Salad Cloud was notified about this vulnerability on June 26th and the issue was fully remediated on July 19th with the network upgrade to Salad agent version 1.6.1. Thanks to the Salad team for prioritizing the security of their “Chefs”!

Context

I’ve been playing around with a startup cloud service called “Salad Cloud” recently - my last blog post was about how I built a crazy fast hashcat cluster using their service. Salad allows “gamers” to rent out their GPUs on their service in exchange for gift cards, cash, and digital currency. Salad uses that compute power to run a distributed PaaS cloud - as a customer, you just provide Salad a Docker container image and hit “deploy”. It works surprisingly well, and I’ve never seen anything quite like it in the industry before.
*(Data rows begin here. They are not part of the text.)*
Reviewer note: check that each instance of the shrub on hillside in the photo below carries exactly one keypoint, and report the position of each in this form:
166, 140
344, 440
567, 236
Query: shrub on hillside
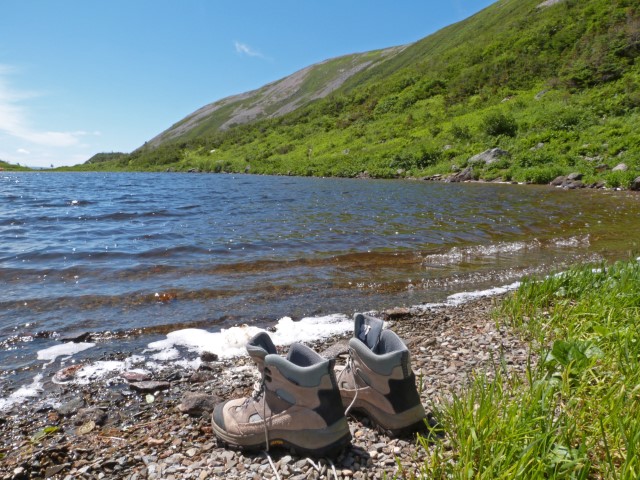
495, 124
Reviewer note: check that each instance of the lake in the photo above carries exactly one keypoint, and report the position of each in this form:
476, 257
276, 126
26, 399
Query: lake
130, 257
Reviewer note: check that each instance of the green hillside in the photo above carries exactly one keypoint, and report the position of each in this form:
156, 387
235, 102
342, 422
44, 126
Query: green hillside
555, 85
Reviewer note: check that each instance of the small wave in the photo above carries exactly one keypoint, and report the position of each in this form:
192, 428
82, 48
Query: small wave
461, 254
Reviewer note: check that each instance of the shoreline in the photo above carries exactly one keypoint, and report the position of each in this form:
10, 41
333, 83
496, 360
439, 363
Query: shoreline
563, 182
118, 428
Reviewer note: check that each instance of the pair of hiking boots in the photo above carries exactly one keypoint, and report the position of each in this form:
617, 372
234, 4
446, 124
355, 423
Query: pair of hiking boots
301, 400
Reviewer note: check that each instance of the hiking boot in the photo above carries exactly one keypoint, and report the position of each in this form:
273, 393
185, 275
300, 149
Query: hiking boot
258, 348
378, 380
297, 407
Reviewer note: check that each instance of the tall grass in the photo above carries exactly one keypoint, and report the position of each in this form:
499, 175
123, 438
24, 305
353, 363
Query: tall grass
576, 412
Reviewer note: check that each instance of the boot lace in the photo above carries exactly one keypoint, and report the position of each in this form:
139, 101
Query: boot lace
349, 367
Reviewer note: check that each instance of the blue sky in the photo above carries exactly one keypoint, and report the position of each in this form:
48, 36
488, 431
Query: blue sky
79, 77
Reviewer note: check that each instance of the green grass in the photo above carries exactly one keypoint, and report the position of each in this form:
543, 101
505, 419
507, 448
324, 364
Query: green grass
576, 413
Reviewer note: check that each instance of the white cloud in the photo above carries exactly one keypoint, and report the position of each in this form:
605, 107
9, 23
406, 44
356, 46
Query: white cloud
245, 49
15, 121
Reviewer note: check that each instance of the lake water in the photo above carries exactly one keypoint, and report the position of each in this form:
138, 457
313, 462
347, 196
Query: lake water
132, 257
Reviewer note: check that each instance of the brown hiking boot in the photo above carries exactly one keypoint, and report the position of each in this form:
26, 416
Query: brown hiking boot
378, 380
298, 406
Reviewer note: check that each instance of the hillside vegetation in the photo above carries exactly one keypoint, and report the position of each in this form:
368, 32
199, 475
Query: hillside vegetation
555, 85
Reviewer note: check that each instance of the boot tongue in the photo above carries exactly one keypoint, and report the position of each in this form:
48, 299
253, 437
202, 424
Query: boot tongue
368, 330
260, 346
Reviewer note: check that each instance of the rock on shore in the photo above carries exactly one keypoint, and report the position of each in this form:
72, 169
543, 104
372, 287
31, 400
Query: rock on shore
117, 430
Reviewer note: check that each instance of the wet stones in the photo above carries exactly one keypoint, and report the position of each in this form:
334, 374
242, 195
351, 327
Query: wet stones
197, 404
171, 437
150, 386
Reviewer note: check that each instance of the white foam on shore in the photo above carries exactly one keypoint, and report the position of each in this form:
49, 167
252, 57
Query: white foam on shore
94, 371
63, 349
22, 394
465, 297
231, 342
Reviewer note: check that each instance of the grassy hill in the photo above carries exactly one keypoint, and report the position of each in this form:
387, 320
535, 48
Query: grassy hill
556, 85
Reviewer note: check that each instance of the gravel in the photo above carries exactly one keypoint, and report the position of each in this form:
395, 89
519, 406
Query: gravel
107, 431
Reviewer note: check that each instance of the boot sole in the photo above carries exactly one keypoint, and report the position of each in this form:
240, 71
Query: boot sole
326, 442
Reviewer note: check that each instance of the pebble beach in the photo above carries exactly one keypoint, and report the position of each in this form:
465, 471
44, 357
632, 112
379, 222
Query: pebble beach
132, 426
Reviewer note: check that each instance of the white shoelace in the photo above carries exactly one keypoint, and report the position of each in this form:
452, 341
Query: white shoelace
349, 366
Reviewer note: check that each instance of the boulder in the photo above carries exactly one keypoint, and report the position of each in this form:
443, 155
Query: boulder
91, 414
568, 182
463, 176
489, 156
209, 357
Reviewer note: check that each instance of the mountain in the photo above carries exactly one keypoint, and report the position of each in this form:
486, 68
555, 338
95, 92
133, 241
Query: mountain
555, 85
275, 99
Salad has invested a lot of time and energy into the security and privacy of customer container workloads that are deployed onto their network. They have a pretty clever architecture that makes it very difficult to tamper or snoop on what customers are running. Overall, I couldn’t find any major flaws in how Salad protects customer workloads - honestly, it’s pretty impressive and might deserve a deeper dive blog post. However, Salad also needs to make sure they protect the backend nodes on its distributed compute cloud. These nodes aren’t Salad-owned servers in a datacenter somewhere - they are PCs that are being run out of residential households - so the threat modeling needs to be approached from a different perspective.

Just from a terminology perspective - a “customer” is someone paying Salad to deploy containerized workloads, and a “Chef” is someone who is renting their gaming PC out to the Salad network.

The Vulnerability

Salad customers were given full access to a Chef’s internal network on Salad versions 1.6.0 and earlier. It was possible for a customer to deploy a malicious container that could quickly scan and exploit vulnerable devices on a Chef’s home network. This process could have been fully automated and was proven to only cost a couple dollars per day to pull off.

As a proof of concept, I was able to deploy a Kali Linux container image onto the Salad network. This container image contained a reverse shell that allowed for interactive access into the WSL/containerd environment on the “Chef” node. I was able to run NMAP, Metasploit, and other tools from within the Kali environment against the network of the “Chef” without triggering any type of detections from Salad. I was able to perform this type of reconnaissance against several Chefs undetected. I saw quite a few concerning things during my time scanning: 1) open admin interfaces for IoT devices, 2) lots of ancient devices (found a Windows XP desktop!), and 3) mostly default router configurations.

The fact that people at running vulnerable devices on their home networks wasn’t surprising. The fact that I was able to: 1) deploy an obviously malicious container workload, 2) perform obviously malicious things in the container environment, and 3) go completely undetected WAS surprising.

The Report and Fix

I notified Salad of this vulnerability on June 26th. I heard back from Salad on July 3rd, then they rolled out version 1.6.1 which fixed the issue on July 19th.

I outlined potential fixes that could address these issues in my vulnerability report:

  1. Salad could implement some level of customer screening or verification before allowing them to deploy non-approved containers onto the network.
  2. Salad could implement network-level controls at the containerd level, within the custom WSL image level, or at the HyperV firewall level that block outbound communications to RFC1918 IP space.

I can confirm that the vulnerability no longer exists - Salad seems to have implemented #2 above in some capacity. I have also heard that process changes (similar to #1) are coming in the future, which would further reduce the risk posed to Chefs on the Salad network.

Wrap Up and Final Thoughts

Salad does a great job with platform security given the inherent security risks associated with their business model. They also take the security of their customers and their “Chefs” seriously given the fast rollout of a fix for this vulnerability disclosure. Thanks to everyone on the Salad side for fixing this one up!

There are a couple things I’d like to see from Salad in the future:

  1. Tighter controls on what customers can run on the platform. This was called out in my vulnerability disclosure, but I still recommend limiting new customers to “pre-approved” container images. I think it’s fine if vetted customers can run arbitrary workloads, but right now anyone off the street can run metasploit on a Chef PC.
  2. Malicious container detection. Open-source tools like Dagda allow for scanning containers for known malware/hacking-tools/etc. This could be fully automated as part of the container ingestion process.
  3. Malicious activity detection. This would require the most amount of engineering to implement, but the thought is that there should be some detective capabilities within Salad Enterprise Linux (SEL) that would alert on blatantly malicious activity within the container environment.